RE: [PATCH 00/11] ARM: PrimeCell DMA Interface v5

Previous thread: none

Next thread: [PATCH 01/11] ARM: MMCI: support 8bit mode on the ST Micro version by Linus Walleij on Wednesday, April 7, 2010 - 4:12 pm. (1 message)
From: Linus Walleij
Date: Wednesday, April 7, 2010 - 4:12 pm

This is the fifth iteration of this ever growing patch set
for PrimeCell DMA support, reposting the entire series.

This now depend on stuff pending in Dan Williams async_tx
(DMA Devices/Engine) tree and Andrew Mortons tree where
the new DMA40 driver for U8500 is queued.
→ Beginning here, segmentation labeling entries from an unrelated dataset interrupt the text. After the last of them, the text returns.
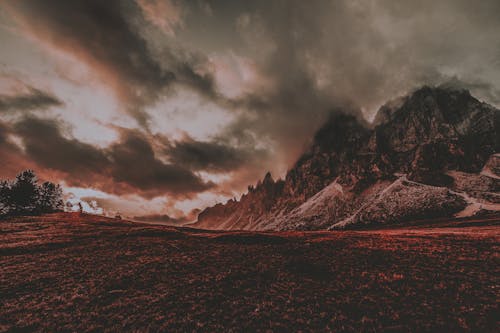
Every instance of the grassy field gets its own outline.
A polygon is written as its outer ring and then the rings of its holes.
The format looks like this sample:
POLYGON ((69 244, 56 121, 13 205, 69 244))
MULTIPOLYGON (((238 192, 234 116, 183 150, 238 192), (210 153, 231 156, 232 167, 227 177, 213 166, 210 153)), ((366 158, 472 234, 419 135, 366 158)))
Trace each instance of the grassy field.
POLYGON ((207 232, 0 221, 0 331, 498 332, 500 223, 207 232))

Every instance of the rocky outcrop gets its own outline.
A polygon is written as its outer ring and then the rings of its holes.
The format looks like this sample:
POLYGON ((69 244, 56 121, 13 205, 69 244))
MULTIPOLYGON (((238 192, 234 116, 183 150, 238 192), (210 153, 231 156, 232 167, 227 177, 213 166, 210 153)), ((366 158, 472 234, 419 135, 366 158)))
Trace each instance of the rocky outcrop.
POLYGON ((284 180, 267 174, 195 226, 309 230, 452 215, 470 203, 461 193, 497 202, 499 151, 498 110, 465 90, 424 87, 384 105, 373 125, 336 112, 284 180))

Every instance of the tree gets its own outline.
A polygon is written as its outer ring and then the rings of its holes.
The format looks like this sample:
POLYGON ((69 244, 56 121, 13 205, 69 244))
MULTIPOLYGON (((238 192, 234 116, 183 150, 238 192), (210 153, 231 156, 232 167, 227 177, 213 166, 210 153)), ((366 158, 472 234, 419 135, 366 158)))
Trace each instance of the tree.
POLYGON ((6 180, 0 181, 0 216, 7 215, 11 209, 10 184, 6 180))
POLYGON ((40 193, 37 182, 38 179, 33 170, 26 170, 17 175, 10 189, 14 214, 32 214, 36 212, 40 193))
POLYGON ((61 186, 52 182, 38 186, 32 170, 21 172, 14 181, 0 181, 0 216, 51 213, 63 209, 61 186))
POLYGON ((42 213, 51 213, 64 209, 60 185, 52 182, 45 182, 40 186, 38 209, 42 213))

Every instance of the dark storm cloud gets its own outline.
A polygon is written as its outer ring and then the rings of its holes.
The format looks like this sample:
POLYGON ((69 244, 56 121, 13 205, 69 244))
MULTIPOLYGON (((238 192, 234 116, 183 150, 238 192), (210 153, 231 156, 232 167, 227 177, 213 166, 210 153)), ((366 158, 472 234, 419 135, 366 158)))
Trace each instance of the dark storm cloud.
POLYGON ((193 63, 199 57, 177 58, 180 52, 164 47, 161 59, 155 58, 133 24, 146 23, 134 1, 20 0, 7 5, 30 34, 90 65, 143 125, 147 115, 142 106, 174 83, 216 95, 211 76, 193 69, 201 66, 193 63))
POLYGON ((105 170, 105 154, 94 146, 65 138, 55 120, 25 118, 14 127, 26 154, 43 167, 89 175, 105 170))
POLYGON ((143 191, 160 194, 201 192, 213 186, 182 165, 167 164, 155 157, 151 144, 134 131, 124 131, 119 143, 109 149, 113 178, 143 191))
POLYGON ((166 154, 174 164, 183 165, 190 170, 213 172, 235 171, 251 166, 256 159, 268 157, 264 150, 235 148, 222 142, 203 142, 192 138, 170 144, 166 154))
POLYGON ((156 158, 149 141, 137 131, 122 130, 118 142, 101 149, 66 138, 60 127, 54 120, 25 118, 13 133, 22 138, 29 159, 67 173, 70 184, 101 186, 117 194, 126 194, 120 186, 126 185, 144 197, 189 195, 212 186, 184 166, 156 158))
POLYGON ((29 88, 27 93, 0 95, 0 112, 45 110, 62 106, 63 102, 55 96, 36 88, 29 88))

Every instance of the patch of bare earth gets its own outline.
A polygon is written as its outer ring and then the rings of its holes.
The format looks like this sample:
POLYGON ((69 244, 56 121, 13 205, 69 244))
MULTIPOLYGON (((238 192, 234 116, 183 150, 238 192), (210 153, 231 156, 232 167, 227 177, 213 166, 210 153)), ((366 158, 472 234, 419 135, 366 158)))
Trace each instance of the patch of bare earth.
POLYGON ((490 222, 229 233, 0 221, 0 331, 498 332, 490 222))

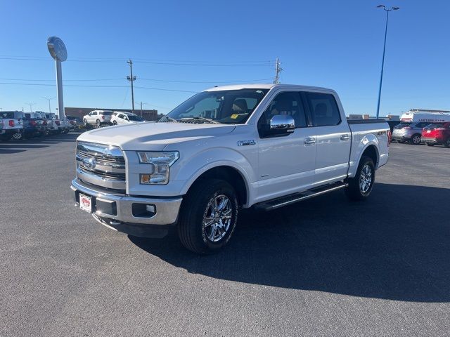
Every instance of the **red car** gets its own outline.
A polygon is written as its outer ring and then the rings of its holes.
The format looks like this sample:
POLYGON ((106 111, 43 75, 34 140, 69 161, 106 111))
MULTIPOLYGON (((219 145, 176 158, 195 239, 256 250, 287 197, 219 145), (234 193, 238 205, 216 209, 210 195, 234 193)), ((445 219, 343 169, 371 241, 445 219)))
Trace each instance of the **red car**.
POLYGON ((422 140, 428 146, 450 147, 450 121, 427 125, 422 129, 422 140))

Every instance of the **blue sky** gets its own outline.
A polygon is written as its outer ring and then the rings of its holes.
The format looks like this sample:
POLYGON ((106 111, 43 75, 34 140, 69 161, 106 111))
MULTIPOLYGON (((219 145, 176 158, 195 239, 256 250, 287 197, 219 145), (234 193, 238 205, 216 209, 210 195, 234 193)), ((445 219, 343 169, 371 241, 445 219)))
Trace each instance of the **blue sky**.
POLYGON ((66 107, 129 108, 128 58, 135 86, 180 91, 135 89, 136 108, 143 101, 166 113, 192 95, 184 91, 270 82, 278 57, 281 83, 334 88, 347 114, 375 114, 385 22, 385 12, 375 8, 380 3, 401 8, 390 15, 380 115, 450 110, 450 1, 444 0, 0 0, 0 107, 29 111, 25 103, 33 103, 33 110, 48 110, 41 98, 56 95, 46 42, 55 35, 68 48, 66 107))

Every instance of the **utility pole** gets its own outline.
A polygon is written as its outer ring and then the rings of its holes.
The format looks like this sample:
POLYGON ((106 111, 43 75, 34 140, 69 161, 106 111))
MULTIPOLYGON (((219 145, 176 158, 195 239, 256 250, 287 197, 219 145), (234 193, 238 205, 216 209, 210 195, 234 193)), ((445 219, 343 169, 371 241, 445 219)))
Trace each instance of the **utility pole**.
MULTIPOLYGON (((36 103, 25 103, 27 105, 30 105, 30 112, 32 112, 32 111, 31 111, 31 107, 34 105, 36 103)), ((22 108, 22 110, 23 110, 23 107, 22 108)))
POLYGON ((280 72, 283 70, 283 68, 280 67, 280 65, 281 65, 280 59, 276 58, 276 63, 275 64, 275 79, 274 80, 275 84, 280 83, 280 72))
POLYGON ((385 44, 382 47, 382 60, 381 61, 381 75, 380 77, 380 88, 378 88, 378 103, 377 103, 377 118, 380 114, 380 100, 381 100, 381 86, 382 85, 382 71, 385 68, 385 53, 386 52, 386 37, 387 37, 387 21, 389 20, 389 12, 392 11, 398 11, 399 7, 391 7, 390 9, 387 8, 385 5, 378 5, 377 8, 382 8, 386 12, 386 28, 385 29, 385 44))
POLYGON ((141 117, 142 117, 142 115, 143 115, 143 113, 142 113, 142 105, 145 105, 146 104, 148 104, 148 103, 146 103, 146 102, 141 102, 141 117))
POLYGON ((52 100, 54 100, 55 98, 56 98, 56 97, 43 97, 42 98, 44 98, 44 100, 47 100, 49 101, 49 112, 51 113, 51 108, 50 107, 50 101, 52 100))
POLYGON ((133 61, 130 58, 127 63, 129 65, 129 76, 127 79, 131 82, 131 112, 134 113, 134 91, 133 91, 133 82, 136 81, 136 76, 133 76, 133 61))

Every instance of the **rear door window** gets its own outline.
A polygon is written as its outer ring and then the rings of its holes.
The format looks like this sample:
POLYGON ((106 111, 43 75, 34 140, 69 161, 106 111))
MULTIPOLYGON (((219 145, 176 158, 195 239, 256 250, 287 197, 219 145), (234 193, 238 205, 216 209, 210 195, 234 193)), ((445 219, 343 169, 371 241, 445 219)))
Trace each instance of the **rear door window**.
POLYGON ((400 123, 399 124, 398 124, 397 126, 395 126, 394 128, 403 128, 406 126, 409 126, 412 123, 400 123))
POLYGON ((313 126, 328 126, 340 124, 340 112, 336 100, 330 93, 305 93, 313 126))

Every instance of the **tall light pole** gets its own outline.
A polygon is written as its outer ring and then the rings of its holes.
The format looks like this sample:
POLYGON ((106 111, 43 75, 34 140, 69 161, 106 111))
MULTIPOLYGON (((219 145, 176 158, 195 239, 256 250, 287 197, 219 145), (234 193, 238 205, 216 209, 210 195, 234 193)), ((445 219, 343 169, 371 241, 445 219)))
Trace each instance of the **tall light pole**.
POLYGON ((133 82, 136 81, 136 76, 133 76, 133 61, 129 60, 127 63, 129 65, 129 76, 127 79, 131 82, 131 112, 134 113, 134 92, 133 91, 133 82))
POLYGON ((47 48, 56 66, 56 95, 58 96, 58 111, 60 119, 64 118, 64 101, 63 100, 63 70, 61 62, 68 59, 68 51, 63 40, 59 37, 50 37, 47 39, 47 48))
MULTIPOLYGON (((30 105, 30 112, 32 112, 32 111, 31 111, 31 107, 32 107, 33 105, 34 105, 36 103, 25 103, 27 105, 30 105)), ((22 109, 23 110, 23 109, 22 109)))
POLYGON ((389 20, 389 12, 392 11, 398 11, 399 7, 391 7, 390 9, 387 8, 385 5, 378 5, 377 8, 382 8, 386 11, 386 29, 385 30, 385 44, 382 48, 382 61, 381 62, 381 76, 380 77, 380 88, 378 89, 378 103, 377 103, 377 118, 380 114, 380 100, 381 99, 381 86, 382 85, 382 71, 385 68, 385 53, 386 52, 386 37, 387 37, 387 21, 389 20))
POLYGON ((49 101, 49 112, 51 113, 51 109, 50 108, 50 101, 52 100, 56 99, 56 97, 42 97, 41 98, 44 98, 44 100, 47 100, 49 101))

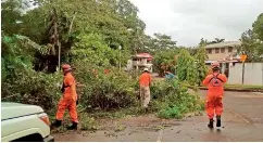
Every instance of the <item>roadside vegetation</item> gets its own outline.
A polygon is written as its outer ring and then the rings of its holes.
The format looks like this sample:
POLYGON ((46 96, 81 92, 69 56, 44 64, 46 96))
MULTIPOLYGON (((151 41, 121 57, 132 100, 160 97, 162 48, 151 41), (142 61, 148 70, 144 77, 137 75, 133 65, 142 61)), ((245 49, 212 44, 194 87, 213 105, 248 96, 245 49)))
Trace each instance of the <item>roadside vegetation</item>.
MULTIPOLYGON (((191 49, 177 47, 166 35, 147 36, 138 8, 128 0, 5 0, 1 4, 1 101, 39 105, 53 119, 61 98, 60 65, 68 63, 80 95, 83 130, 96 130, 98 118, 154 113, 179 119, 203 109, 203 102, 189 89, 197 90, 208 73, 205 42, 191 49), (37 6, 29 10, 28 5, 37 6), (136 52, 153 54, 160 75, 176 70, 178 76, 153 82, 148 110, 139 106, 138 78, 118 67, 136 52)), ((261 22, 259 16, 255 27, 261 22)), ((253 34, 259 31, 255 28, 253 34)))

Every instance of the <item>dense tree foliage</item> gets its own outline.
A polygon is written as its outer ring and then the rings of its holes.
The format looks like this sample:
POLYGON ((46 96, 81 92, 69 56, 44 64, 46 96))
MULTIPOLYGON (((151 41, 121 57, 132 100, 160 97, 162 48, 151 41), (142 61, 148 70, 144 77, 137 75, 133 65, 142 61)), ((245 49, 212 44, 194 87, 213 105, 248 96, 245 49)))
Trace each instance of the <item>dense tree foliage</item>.
POLYGON ((245 31, 240 41, 240 54, 247 54, 247 62, 263 62, 263 14, 252 25, 252 30, 245 31))

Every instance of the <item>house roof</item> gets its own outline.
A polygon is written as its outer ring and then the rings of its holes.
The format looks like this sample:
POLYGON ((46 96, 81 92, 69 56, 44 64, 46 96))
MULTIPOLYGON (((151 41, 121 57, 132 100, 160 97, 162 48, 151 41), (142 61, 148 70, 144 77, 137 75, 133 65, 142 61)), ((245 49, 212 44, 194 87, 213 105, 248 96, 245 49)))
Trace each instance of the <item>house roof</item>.
POLYGON ((220 43, 213 43, 213 44, 208 44, 205 49, 211 49, 211 48, 224 48, 224 47, 239 47, 241 46, 241 41, 226 41, 226 42, 220 42, 220 43))

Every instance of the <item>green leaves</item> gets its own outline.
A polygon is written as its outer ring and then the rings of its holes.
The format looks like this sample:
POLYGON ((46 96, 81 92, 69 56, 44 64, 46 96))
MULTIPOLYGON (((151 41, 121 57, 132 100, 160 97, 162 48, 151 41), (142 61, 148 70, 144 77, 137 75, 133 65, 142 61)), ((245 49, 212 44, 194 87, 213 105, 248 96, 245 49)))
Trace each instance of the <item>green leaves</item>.
POLYGON ((259 15, 252 27, 253 31, 258 35, 258 38, 263 41, 263 13, 259 15))
POLYGON ((98 66, 116 64, 117 51, 112 50, 99 34, 80 35, 72 49, 74 60, 89 61, 98 66), (112 61, 113 63, 110 63, 112 61))

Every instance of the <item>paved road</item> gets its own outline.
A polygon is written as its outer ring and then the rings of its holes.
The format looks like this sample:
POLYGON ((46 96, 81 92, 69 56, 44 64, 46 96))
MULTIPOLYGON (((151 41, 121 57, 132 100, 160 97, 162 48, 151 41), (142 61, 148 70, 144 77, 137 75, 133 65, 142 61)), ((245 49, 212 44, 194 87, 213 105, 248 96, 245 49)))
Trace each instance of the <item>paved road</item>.
MULTIPOLYGON (((204 94, 201 91, 200 94, 204 94)), ((259 141, 263 142, 263 94, 226 92, 224 100, 223 127, 221 130, 206 128, 208 118, 195 116, 184 120, 164 120, 154 116, 129 117, 108 121, 104 130, 95 133, 67 132, 54 134, 57 141, 149 141, 195 142, 195 141, 259 141), (114 126, 126 127, 115 132, 114 126), (161 129, 162 130, 156 130, 161 129), (163 128, 164 127, 164 128, 163 128)))

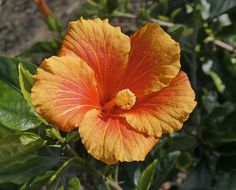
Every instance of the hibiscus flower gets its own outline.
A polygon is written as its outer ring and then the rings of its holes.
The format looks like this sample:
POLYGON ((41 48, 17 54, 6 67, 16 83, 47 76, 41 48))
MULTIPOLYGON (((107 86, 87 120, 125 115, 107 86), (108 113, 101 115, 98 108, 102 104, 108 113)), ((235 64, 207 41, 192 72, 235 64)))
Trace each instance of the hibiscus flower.
POLYGON ((37 112, 62 131, 78 128, 87 151, 107 164, 144 160, 196 106, 179 44, 154 23, 129 38, 108 20, 71 22, 59 56, 34 79, 37 112))

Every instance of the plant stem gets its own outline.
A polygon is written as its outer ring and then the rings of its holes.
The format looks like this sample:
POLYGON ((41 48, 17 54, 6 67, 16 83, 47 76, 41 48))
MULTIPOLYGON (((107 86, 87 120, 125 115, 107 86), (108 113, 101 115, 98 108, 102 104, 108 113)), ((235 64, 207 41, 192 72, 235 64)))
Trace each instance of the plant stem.
POLYGON ((55 172, 55 174, 52 175, 52 177, 49 179, 49 184, 52 184, 54 182, 54 180, 57 178, 57 176, 63 171, 65 170, 73 161, 75 160, 75 158, 70 158, 69 160, 67 160, 66 162, 64 162, 64 164, 62 164, 62 166, 55 172))

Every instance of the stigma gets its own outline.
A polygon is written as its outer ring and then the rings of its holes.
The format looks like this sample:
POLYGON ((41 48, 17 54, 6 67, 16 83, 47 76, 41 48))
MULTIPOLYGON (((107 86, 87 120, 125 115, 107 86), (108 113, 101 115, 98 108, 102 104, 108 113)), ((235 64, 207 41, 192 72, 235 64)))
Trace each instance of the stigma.
POLYGON ((130 110, 136 102, 136 96, 131 90, 126 88, 116 94, 115 102, 116 106, 130 110))

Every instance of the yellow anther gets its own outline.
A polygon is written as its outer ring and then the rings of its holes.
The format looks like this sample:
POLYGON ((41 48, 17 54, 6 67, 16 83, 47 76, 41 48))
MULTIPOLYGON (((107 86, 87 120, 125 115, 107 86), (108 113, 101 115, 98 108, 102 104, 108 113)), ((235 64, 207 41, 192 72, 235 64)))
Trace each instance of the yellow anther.
POLYGON ((136 102, 135 94, 129 89, 123 89, 116 94, 116 105, 125 110, 130 110, 136 102))

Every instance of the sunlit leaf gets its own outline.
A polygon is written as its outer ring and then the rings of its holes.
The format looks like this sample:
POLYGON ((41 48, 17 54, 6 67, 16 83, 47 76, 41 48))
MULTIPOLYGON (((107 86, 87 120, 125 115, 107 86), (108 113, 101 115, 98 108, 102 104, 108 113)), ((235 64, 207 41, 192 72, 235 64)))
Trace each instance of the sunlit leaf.
POLYGON ((24 97, 0 80, 0 124, 15 130, 38 127, 42 122, 24 97))
POLYGON ((25 69, 34 74, 37 66, 19 58, 0 56, 0 79, 20 89, 18 65, 22 64, 25 69))
POLYGON ((144 169, 138 182, 138 186, 137 186, 138 190, 150 189, 152 185, 152 181, 153 181, 153 176, 156 171, 156 166, 157 166, 157 160, 154 160, 144 169))
POLYGON ((174 151, 159 160, 157 164, 158 172, 154 177, 154 182, 151 189, 159 189, 162 183, 165 182, 170 172, 174 169, 179 155, 180 151, 174 151))
POLYGON ((0 164, 0 183, 24 184, 57 163, 58 159, 54 157, 28 155, 7 164, 0 164))
POLYGON ((0 140, 0 164, 37 151, 44 141, 34 133, 9 135, 0 140))

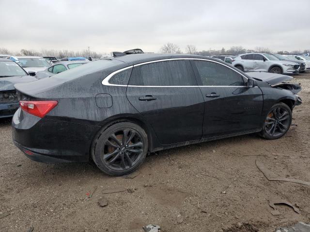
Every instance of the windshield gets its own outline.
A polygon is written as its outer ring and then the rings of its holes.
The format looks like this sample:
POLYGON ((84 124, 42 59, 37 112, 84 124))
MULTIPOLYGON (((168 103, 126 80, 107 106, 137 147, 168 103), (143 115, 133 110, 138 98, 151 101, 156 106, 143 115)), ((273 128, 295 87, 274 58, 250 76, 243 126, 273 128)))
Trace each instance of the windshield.
POLYGON ((27 73, 19 65, 12 61, 0 61, 0 77, 24 76, 27 73))
POLYGON ((297 59, 294 56, 288 56, 286 57, 287 57, 290 60, 295 60, 297 61, 299 60, 298 59, 297 59))
POLYGON ((309 58, 308 57, 306 57, 306 56, 299 56, 303 58, 304 59, 307 60, 310 60, 310 58, 309 58))
POLYGON ((44 58, 18 58, 23 68, 49 67, 50 65, 44 58))
POLYGON ((281 55, 280 55, 280 54, 272 54, 272 55, 276 57, 280 60, 287 60, 288 59, 287 58, 287 57, 284 57, 284 56, 282 56, 281 55))
POLYGON ((79 66, 81 64, 86 64, 86 63, 76 63, 75 64, 70 64, 67 65, 69 69, 73 69, 73 68, 75 68, 76 67, 79 66))
POLYGON ((266 53, 264 53, 263 55, 264 55, 265 57, 266 57, 269 60, 280 60, 280 59, 277 58, 277 57, 275 57, 273 55, 267 54, 266 53))

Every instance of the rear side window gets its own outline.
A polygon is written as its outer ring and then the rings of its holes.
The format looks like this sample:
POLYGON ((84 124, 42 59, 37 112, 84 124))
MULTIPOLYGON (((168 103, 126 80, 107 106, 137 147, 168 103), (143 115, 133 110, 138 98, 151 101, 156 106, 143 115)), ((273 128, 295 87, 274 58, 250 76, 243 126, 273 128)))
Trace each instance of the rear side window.
POLYGON ((144 86, 196 86, 194 79, 189 75, 185 60, 169 60, 143 64, 134 68, 133 80, 130 85, 144 86))
POLYGON ((243 86, 241 75, 222 64, 211 61, 194 60, 203 86, 243 86))
POLYGON ((131 68, 126 69, 115 74, 109 80, 108 83, 114 85, 127 85, 132 69, 131 68))

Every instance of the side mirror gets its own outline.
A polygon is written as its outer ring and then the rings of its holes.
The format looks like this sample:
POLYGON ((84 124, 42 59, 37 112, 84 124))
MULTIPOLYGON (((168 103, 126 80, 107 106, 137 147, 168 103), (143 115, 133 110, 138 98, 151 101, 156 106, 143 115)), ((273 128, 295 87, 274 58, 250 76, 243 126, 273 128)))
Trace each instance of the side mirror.
POLYGON ((30 75, 31 76, 35 76, 35 72, 34 71, 29 71, 28 72, 28 73, 29 73, 29 75, 30 75))
POLYGON ((248 87, 253 87, 254 86, 254 81, 252 79, 248 79, 248 87))

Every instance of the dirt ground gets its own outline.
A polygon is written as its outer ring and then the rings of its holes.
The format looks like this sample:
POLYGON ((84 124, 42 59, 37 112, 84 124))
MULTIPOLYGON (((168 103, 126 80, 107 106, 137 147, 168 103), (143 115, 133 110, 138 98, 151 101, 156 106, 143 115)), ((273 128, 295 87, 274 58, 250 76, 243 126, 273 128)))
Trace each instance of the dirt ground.
POLYGON ((255 165, 310 181, 310 73, 294 81, 301 83, 303 103, 284 137, 253 134, 162 151, 132 178, 108 176, 92 163, 32 161, 13 145, 10 120, 0 121, 0 231, 142 232, 154 224, 167 232, 264 232, 310 222, 310 187, 269 181, 255 165), (275 198, 300 214, 279 205, 281 215, 273 216, 268 200, 275 198))

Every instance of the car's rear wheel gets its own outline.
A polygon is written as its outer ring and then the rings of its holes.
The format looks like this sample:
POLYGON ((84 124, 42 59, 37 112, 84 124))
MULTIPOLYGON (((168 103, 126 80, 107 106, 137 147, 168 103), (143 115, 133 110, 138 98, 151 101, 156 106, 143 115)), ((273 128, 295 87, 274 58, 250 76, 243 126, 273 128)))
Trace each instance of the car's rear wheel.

I suggest putting these into Andrews tree now, since:

A) 4 of the patches it touches MMCI code which is hanled
   by Andrew

B) It extends the DMA40 driver which is now pending in
   his tree as well.

C) Since there doesn't seem to be any consensus of whether
   this is the right way forward, it needs some wider
   testing I believe.

OK?

Yours,
Linus Walleij
--

From: Dan Williams
Date: Wednesday, April 7, 2010 - 4:45 pm

Hi Linus, back online now.

On Wed, Apr 7, 2010 at 4:12 PM, Linus Walleij

Ok, but it looks like they do not have a build dependency on dma bits

No consensus with respect to which pieces, the Primecell driver or
something outside of drivers/dma?  Forgive me for missing recent

I can go ahead and queue up the dma bits unless you would prefer, and
Andrew agrees, to take this all through the -mm tree?

--
Dan
--

From: Linus WALLEIJ
Date: Wednesday, April 7, 2010 - 11:35 pm

Well:

[PATCH 04/11] ARM: define the PrimeCell DMA API v5
Is independent. (One .h-file.)

[PATCH 05/11] ARM: add generic PrimeCell interface to COH 901 318 v5
[PATCH 06/11] ARM: add generic PrimeCell interface to DMA40 v1
Depends on 04 AND has a merge dependency on the recent patches for generic
channel control and status, and then the DMA40 driver which is now
Picked into Andrews -mm. So the whole thing does depend on async_tx
HEAD.

Is it possible to move the two DMA40 patches over from -mm to async_tx
to atleast lower the complexity a little bit? (Should be to just
apply them...)

If this is done, you could apply the above three patches to the
async_tx tree.

[PATCH 07/11] ARM: add PrimeCell generic DMA to MMCI/PL180 v5
This is where is starts to get complicated because this patch
Depends on 01, 02, 03, 04. So it has to be applied to a tree
which contains all of it.

[PATCH 08/11] ARM: add PrimeCell generic DMA to PL011 v5
Just depends on 04 (that's the idea, a generic PrimeCell interface)
so could be applied to the async_tx tree
if the others go in there.

[PATCH 09/11] ARM: add PrimeCell generic DMA to PL022 v5
Same thing, plus it is Acked-by: Grant and OK to merge into
async_tx if 04 is there.

[PATCH 10/11] ARM: config U300 PL180 PL011 PL022 for DMA v5
[PATCH 11/11] ARM: config Ux500 PL011 PL022 for DMA v1
These should go in through the ARM tree really, it's platform

Well, I'd want Russell to comment on that, I think from the
PrimeCell point of view it is important that the file we put
in place in <linux/amba/dma.h> is something that will really
be likely to a good path forward for all PrimeCell and derivates.
And I really would like Russell to ACK that first, he historically
watches over the PrimeCell stuff.

But that said I think we're pretty solid:
- Implementation for three vastly different PrimeCells
- Implementation for two vastly different DMA engines

If it's OK with Russell, putting 04-06 plus 09 through async_tx 
tree is a good ...
From: Linus Walleij
Date: Sunday, April 11, 2010 - 7:13 am

Russell,

are you OK with pushing these patches from this series:

patch 01 - <linux/amba/dma.h>
patch 08 - DMA for drivers/serial/amba-pl011.c

through Dan's async_tx / DMAengine tree?

I think those are the ones which need your Acked-by to proceed.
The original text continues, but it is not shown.